Sleeping coaching these active, alert kids is not impossible. A lot of parents actually think that the cry-it-out approach is the only way to sleep train children and babies with this temperament. In reality, active babies and children just need more transition time and more help with filtering. They don’t do well being rushed into sleep.
Kim advises to listen to her episode with Macall Gordon where they talk all about sleep training and temperament. You can listen to that right HERE. Lastly, Kim advises to not get discouraged when you hear of a friend being able to sleep train their child with easy success – just know that the temperament of every child, and parent, is different.
Factor 3: Consistency
When sleep training, it can be easy to fall into the trap of intermittent reinforcement. Countless studies have shown that intermittent reinforcement is the most powerful reinforcer. Intermittent reinforcement is not consistent, which is a necessity when sleep training. An example of intermittent reinforcement is casinos and slot machines. You can put your money in a slot machine and be on a losing streak until you all of a sudden win. Winning intermittently reinforces your want to stay in that same seat when in reality your chances would be better if you moved to another machine.
Intermittent reinforcement happens all of the time in sleep training. When your baby or child wakes up crying, sometimes they’re fed, sometimes they’re held, and sometimes they are left to cry it out. This creates confusion and frustration for your child. They don’t know what to expect when they wake up, which creates more crying. Sleep training like this takes longer and usually gets worse before it gets better.
This is why having a consistent sleep training plan is key. If you know exactly what you’ll do when your child wakes up crying, they won’t be left to guess, they won’t get confused, and they will catch on to sleep training more quickly. Having a sleep coach create that plan for you can be extremely helpful, and you can see our list of certified Gentle Sleep Coaches HERE.

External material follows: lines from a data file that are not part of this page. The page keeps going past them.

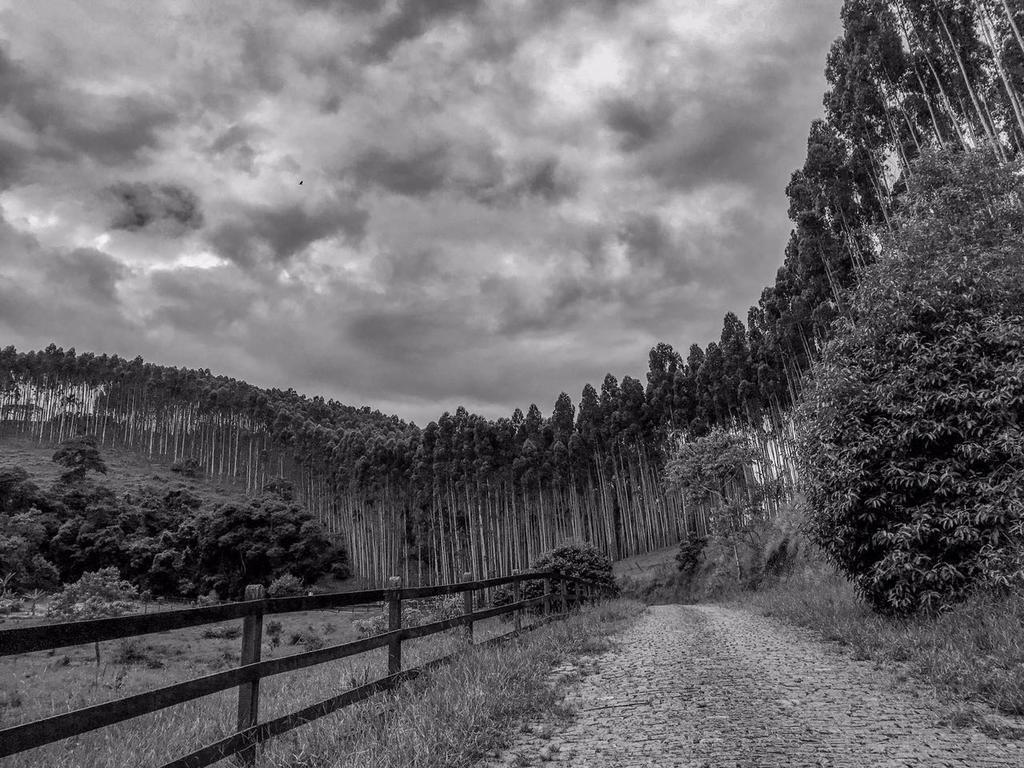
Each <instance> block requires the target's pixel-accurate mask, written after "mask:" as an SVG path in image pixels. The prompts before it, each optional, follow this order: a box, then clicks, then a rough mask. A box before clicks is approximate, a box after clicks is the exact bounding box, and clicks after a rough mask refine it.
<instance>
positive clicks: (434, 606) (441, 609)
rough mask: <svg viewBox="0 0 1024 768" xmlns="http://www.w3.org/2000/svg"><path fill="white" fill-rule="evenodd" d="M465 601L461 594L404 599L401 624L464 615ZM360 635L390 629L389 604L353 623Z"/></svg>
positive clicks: (362, 636) (383, 630)
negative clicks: (388, 612) (436, 596)
mask: <svg viewBox="0 0 1024 768" xmlns="http://www.w3.org/2000/svg"><path fill="white" fill-rule="evenodd" d="M462 612H463V603H462V596H461V595H441V596H439V597H432V598H427V599H425V600H416V601H412V600H403V601H402V603H401V626H402V627H420V626H422V625H424V624H431V623H433V622H441V621H444V620H445V618H455V617H456V616H460V615H462ZM353 626H354V627H355V630H356V632H358V634H359V637H371V636H372V635H381V634H383V633H385V632H387V631H388V626H389V625H388V609H387V604H385V605H384V610H383V611H382V612H381V613H378V614H376V615H373V616H371V617H370V618H361V620H357V621H356V622H354V623H353Z"/></svg>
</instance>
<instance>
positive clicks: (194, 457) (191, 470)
mask: <svg viewBox="0 0 1024 768" xmlns="http://www.w3.org/2000/svg"><path fill="white" fill-rule="evenodd" d="M171 471H172V472H176V473H178V474H180V475H183V476H184V477H196V476H198V475H200V474H202V473H203V465H202V464H201V463H200V461H199V459H196V458H195V457H191V456H189V457H188V458H187V459H178V460H177V461H176V462H173V463H172V464H171Z"/></svg>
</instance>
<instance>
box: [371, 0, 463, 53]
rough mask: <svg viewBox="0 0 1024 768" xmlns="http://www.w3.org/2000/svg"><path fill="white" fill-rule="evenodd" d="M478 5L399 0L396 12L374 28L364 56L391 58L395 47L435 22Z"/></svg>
mask: <svg viewBox="0 0 1024 768" xmlns="http://www.w3.org/2000/svg"><path fill="white" fill-rule="evenodd" d="M479 4H480V2H479V0H400V1H399V3H398V8H397V10H396V12H394V13H393V14H392V15H390V16H387V17H385V18H384V20H383V23H382V24H381V25H380V26H379V27H378V28H377V29H376V30H374V34H373V38H372V39H371V41H370V43H369V44H368V45H367V46H366V48H365V49H364V55H365V56H366V57H367V58H368V59H370V60H378V61H379V60H382V59H385V58H388V57H389V56H390V55H391V53H392V52H393V51H394V49H395V48H397V47H398V46H399V45H401V44H402V43H406V42H408V41H410V40H415V39H416V38H418V37H420V36H421V35H422V34H424V33H425V32H426V31H427V30H428V29H430V27H431V26H432V25H433V24H436V23H438V22H441V20H445V19H449V18H451V17H452V16H455V15H458V14H460V13H469V12H472V11H473V10H475V9H476V8H477V6H479Z"/></svg>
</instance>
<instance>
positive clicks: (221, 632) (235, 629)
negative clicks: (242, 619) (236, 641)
mask: <svg viewBox="0 0 1024 768" xmlns="http://www.w3.org/2000/svg"><path fill="white" fill-rule="evenodd" d="M201 637H203V639H205V640H234V639H236V638H239V637H242V628H241V627H207V628H206V629H205V630H203V633H202V635H201Z"/></svg>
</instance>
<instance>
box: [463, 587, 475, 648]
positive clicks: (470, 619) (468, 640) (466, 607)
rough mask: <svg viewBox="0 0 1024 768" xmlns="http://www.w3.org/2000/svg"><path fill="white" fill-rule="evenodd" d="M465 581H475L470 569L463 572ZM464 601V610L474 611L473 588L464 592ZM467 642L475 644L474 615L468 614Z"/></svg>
mask: <svg viewBox="0 0 1024 768" xmlns="http://www.w3.org/2000/svg"><path fill="white" fill-rule="evenodd" d="M462 581H463V583H469V582H472V581H473V574H472V573H470V572H469V571H468V570H467V571H466V572H465V573H463V574H462ZM462 597H463V600H464V601H465V602H464V612H465V613H467V614H469V613H472V612H473V590H470V589H467V590H466V591H465V592H463V593H462ZM466 642H467V643H469V644H470V645H472V644H473V617H472V616H467V618H466Z"/></svg>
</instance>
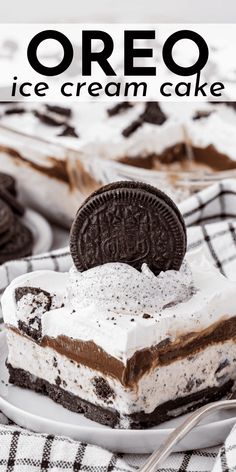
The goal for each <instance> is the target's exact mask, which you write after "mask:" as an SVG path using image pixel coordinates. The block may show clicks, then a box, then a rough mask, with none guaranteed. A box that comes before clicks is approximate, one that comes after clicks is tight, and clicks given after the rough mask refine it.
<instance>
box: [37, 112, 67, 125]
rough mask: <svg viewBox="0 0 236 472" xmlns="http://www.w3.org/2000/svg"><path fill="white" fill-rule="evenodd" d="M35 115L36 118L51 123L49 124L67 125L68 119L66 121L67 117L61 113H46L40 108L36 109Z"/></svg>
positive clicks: (46, 124)
mask: <svg viewBox="0 0 236 472" xmlns="http://www.w3.org/2000/svg"><path fill="white" fill-rule="evenodd" d="M34 116H36V118H38V119H39V120H40V121H41V123H44V124H45V125H49V126H62V125H67V123H66V121H65V117H64V116H63V117H62V116H61V115H59V114H56V113H55V114H54V113H52V114H50V113H45V112H43V111H38V110H35V111H34Z"/></svg>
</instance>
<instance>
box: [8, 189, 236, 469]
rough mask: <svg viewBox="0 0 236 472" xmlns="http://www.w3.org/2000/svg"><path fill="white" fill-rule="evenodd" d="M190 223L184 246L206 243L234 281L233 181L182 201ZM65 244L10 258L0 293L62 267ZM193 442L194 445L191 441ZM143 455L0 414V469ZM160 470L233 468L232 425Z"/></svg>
mask: <svg viewBox="0 0 236 472" xmlns="http://www.w3.org/2000/svg"><path fill="white" fill-rule="evenodd" d="M180 209H181V211H182V213H183V215H184V218H185V221H186V224H187V226H188V246H189V249H190V250H191V249H195V248H197V247H200V246H204V247H205V250H206V252H207V253H208V255H209V257H210V258H211V259H212V261H213V262H214V263H215V265H216V266H217V267H218V268H219V270H221V272H223V273H224V274H225V275H226V276H227V277H230V278H232V279H234V280H236V180H225V181H224V182H222V183H220V184H216V185H214V186H212V187H209V188H208V189H205V190H203V191H201V192H200V193H198V194H196V195H194V196H192V197H190V198H189V199H188V200H186V201H184V202H183V203H182V204H181V205H180ZM71 263H72V261H71V257H70V254H69V250H68V248H66V249H62V250H58V251H54V252H51V253H48V254H44V255H42V256H36V257H32V258H26V259H24V260H20V261H13V262H8V263H7V264H5V265H3V266H2V267H0V293H2V292H3V291H4V288H5V287H6V286H7V285H8V284H9V282H10V281H11V280H12V279H14V278H15V277H16V276H18V275H21V274H23V273H25V272H30V271H32V270H38V269H52V270H57V271H66V270H68V269H69V267H70V265H71ZM193 446H194V445H193ZM146 459H147V457H146V456H144V455H133V454H130V455H129V454H125V455H114V454H112V453H110V452H108V451H106V450H104V449H100V448H98V447H96V446H92V445H88V444H83V443H80V442H78V441H72V440H71V439H68V438H65V437H57V436H56V437H55V436H51V435H43V434H36V433H32V432H29V431H27V430H25V429H22V428H19V427H17V426H15V425H12V424H11V423H10V422H9V421H8V420H7V418H5V417H4V415H1V414H0V472H3V471H8V472H39V471H43V472H47V471H49V472H59V471H66V472H68V471H69V472H72V471H74V472H76V471H79V470H83V471H85V472H111V471H119V472H123V471H124V472H125V471H136V470H138V468H139V467H140V466H141V465H142V464H143V462H144V461H145V460H146ZM159 470H161V471H163V472H177V471H180V472H184V471H189V472H195V471H196V472H208V471H211V470H213V471H214V472H222V471H223V472H226V471H227V472H228V471H236V426H235V427H234V428H233V430H232V432H231V433H230V435H229V436H228V438H227V439H226V441H225V444H224V445H223V446H222V447H221V448H220V449H219V447H216V448H211V449H204V450H201V451H190V452H185V453H175V454H172V455H171V456H170V457H169V458H168V459H167V460H166V461H165V463H164V464H163V466H162V469H159Z"/></svg>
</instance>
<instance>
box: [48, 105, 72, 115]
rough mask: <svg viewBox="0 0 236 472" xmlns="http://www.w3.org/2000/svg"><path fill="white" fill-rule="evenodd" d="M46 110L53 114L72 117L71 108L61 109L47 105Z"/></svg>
mask: <svg viewBox="0 0 236 472" xmlns="http://www.w3.org/2000/svg"><path fill="white" fill-rule="evenodd" d="M46 108H47V110H48V111H50V112H51V113H56V114H58V115H62V116H66V117H68V118H70V117H71V116H72V110H71V109H70V108H65V107H60V106H58V105H46Z"/></svg>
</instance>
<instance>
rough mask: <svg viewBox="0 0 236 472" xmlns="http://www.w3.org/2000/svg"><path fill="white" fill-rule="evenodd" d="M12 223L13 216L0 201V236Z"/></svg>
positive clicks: (2, 200)
mask: <svg viewBox="0 0 236 472" xmlns="http://www.w3.org/2000/svg"><path fill="white" fill-rule="evenodd" d="M13 222H14V216H13V213H12V211H11V209H10V208H9V206H8V205H7V204H6V203H5V202H4V201H3V200H1V199H0V235H2V234H4V233H5V232H6V231H8V229H9V228H10V226H12V224H13Z"/></svg>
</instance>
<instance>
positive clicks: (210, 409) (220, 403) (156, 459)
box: [139, 400, 236, 472]
mask: <svg viewBox="0 0 236 472" xmlns="http://www.w3.org/2000/svg"><path fill="white" fill-rule="evenodd" d="M226 408H236V400H221V401H218V402H214V403H210V404H208V405H205V406H202V407H201V408H199V409H198V410H197V411H195V412H194V413H192V414H191V415H190V416H189V417H188V418H187V419H186V420H185V421H183V423H181V424H180V426H178V427H177V428H176V429H174V431H173V432H172V433H171V434H170V435H169V436H168V438H167V439H166V441H165V442H164V443H163V444H161V446H160V447H159V448H158V449H156V451H154V452H153V454H152V455H151V456H150V457H149V459H148V460H147V462H145V464H144V465H143V466H142V467H141V468H140V469H139V472H156V470H157V467H158V466H159V465H160V464H161V463H162V462H163V461H164V459H166V458H167V457H168V456H169V454H170V453H171V451H172V449H173V447H174V446H175V445H176V444H177V443H178V442H179V441H181V439H183V438H184V436H186V434H187V433H189V431H191V430H192V429H193V428H194V427H195V426H196V425H198V423H199V422H200V421H201V420H202V419H203V418H205V417H206V416H208V415H210V414H211V413H214V412H215V411H219V410H223V409H226Z"/></svg>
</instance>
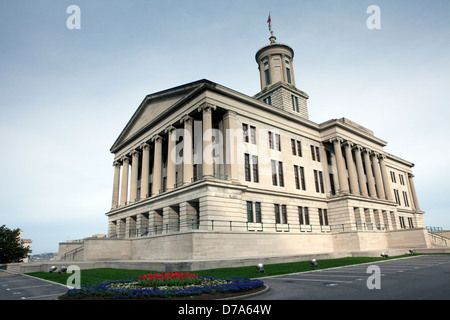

Can You Achieve No Crying Sleep Training?
There will always be tears and frustration while trying to change behavior. But, if you pay attention to the three factors of crying, you can greatly minimize the tears. You can understand and make sense of your child’s crying while sleep training.
If you keep with your program and stay consistent, it will always get better. However, if you have consistently sleep training and see no results, Kim advises you to visit your pediatrician to rule out any health factors.